At least in hindsight, the Los Angeles study seems to suffer from circular reasoning. Historical biases helped lead to fewer charges, arrests and convictions from non-stranger hits — and their recommendation, if adopted, would perpetuate these historical biases.
Stanford graduate student Can Wang and I used the Detroit data to develop a mathematical model that allowed us to perform a conservative (where possible, overestimating the costs and underestimating the benefits) cost-benefit analysis of testing a kit.
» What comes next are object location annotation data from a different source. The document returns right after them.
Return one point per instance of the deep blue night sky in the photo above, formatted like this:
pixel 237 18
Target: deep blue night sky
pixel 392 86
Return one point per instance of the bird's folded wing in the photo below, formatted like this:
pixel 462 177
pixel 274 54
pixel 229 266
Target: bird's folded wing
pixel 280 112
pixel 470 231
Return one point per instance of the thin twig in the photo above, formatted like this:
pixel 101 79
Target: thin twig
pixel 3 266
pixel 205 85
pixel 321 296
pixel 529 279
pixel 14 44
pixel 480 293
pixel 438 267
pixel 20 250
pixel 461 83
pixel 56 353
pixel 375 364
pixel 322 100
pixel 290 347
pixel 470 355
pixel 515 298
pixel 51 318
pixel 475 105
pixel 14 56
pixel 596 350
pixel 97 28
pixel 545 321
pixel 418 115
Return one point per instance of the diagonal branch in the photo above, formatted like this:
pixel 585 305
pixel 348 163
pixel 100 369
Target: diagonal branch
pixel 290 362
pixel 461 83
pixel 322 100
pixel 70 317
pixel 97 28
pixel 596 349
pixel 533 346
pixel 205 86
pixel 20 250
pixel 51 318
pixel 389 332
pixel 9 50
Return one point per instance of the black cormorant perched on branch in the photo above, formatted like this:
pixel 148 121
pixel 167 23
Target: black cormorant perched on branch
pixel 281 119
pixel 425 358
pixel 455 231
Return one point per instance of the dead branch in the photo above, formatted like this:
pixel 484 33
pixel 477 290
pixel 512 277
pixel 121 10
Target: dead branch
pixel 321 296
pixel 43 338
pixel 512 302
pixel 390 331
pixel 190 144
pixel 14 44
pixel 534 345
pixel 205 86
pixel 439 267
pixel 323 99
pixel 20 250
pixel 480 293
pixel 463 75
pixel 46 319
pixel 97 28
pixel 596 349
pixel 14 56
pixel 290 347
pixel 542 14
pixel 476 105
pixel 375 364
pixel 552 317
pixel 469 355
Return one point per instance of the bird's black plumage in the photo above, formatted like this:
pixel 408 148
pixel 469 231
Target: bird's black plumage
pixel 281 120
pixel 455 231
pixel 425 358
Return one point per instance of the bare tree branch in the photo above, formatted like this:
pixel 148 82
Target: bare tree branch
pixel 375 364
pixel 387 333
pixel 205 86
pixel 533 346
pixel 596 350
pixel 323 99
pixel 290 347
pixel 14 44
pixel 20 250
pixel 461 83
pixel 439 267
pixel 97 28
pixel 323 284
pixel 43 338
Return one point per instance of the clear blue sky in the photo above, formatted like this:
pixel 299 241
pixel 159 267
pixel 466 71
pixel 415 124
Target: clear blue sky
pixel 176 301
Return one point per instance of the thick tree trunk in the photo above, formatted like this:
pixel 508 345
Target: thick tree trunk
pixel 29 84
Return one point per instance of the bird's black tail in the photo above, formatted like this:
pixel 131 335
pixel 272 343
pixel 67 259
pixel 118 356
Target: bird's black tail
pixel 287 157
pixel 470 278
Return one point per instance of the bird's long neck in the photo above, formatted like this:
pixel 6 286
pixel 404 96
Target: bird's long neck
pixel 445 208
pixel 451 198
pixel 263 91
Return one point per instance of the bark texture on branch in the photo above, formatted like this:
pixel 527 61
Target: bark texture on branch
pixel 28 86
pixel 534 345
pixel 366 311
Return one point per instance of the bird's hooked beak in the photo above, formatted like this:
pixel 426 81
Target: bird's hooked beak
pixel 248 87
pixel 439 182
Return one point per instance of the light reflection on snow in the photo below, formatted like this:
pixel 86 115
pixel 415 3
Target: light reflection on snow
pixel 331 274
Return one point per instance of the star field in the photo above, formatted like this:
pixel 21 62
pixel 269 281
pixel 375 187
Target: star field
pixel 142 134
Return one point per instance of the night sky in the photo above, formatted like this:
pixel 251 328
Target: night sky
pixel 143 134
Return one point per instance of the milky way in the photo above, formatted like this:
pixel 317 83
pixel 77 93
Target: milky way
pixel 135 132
The picture that emerges from our study is that testing a sexual assault kit is similar to playing a high-stakes lottery with very favorable odds. It costs $1,600 to test a kit, but if you get a conviction from testing the kit, the lottery’s jackpot is $11.4 million: In the absence of kit testing, an active offender commits another 26 assaults (on average) before either being convicted or voluntarily stopping, and the cost of each sexual assault is approximately $435,000, which includes both victim costs (such as treatment, court costs, and lost work productivity) and a willingness to pay (the maximum amount an individual would be willing to sacrifice to avoid the assault).
And while a strict cost-benefit analysis doesn’t incorporate other benefits to testing, those are still worth noting: closure for victims, the exoneration of falsely accused people, potential prevention of other crimes committed by sexual offenders, and the fact that populating the CODIS database with more kits can help solve future crimes and incentivize other victims to report sexual assaults, one of the most underreported violent crimes.
Taken together, these calculations lead to one conclusion: a large one-time investment in testing the nation’s backlog and investigating the resulting hits will pay off. The 2016 Sexual Assault Survivors’ Rights Act takes the important first steps of granting victims the right to collect and preserve sexual assault kits, but stops short of requiring testing.
The recent reauthorization of the Sexual Assault Forensic Evidence Reporting Act increases funding for untested kits by 35%. While individual states and cities have gotten creative in trying to fund the testing of kit backlogs and communities can apply for federal grants through the Bureau of Justice’s Sexual Assault Kit Initiative, this issue is too important to leave to crowdfunding, grant applications or modest budget increases. Now that there is an economic argument to buttress the moral argument, there are no excuses: The backlog must be tested.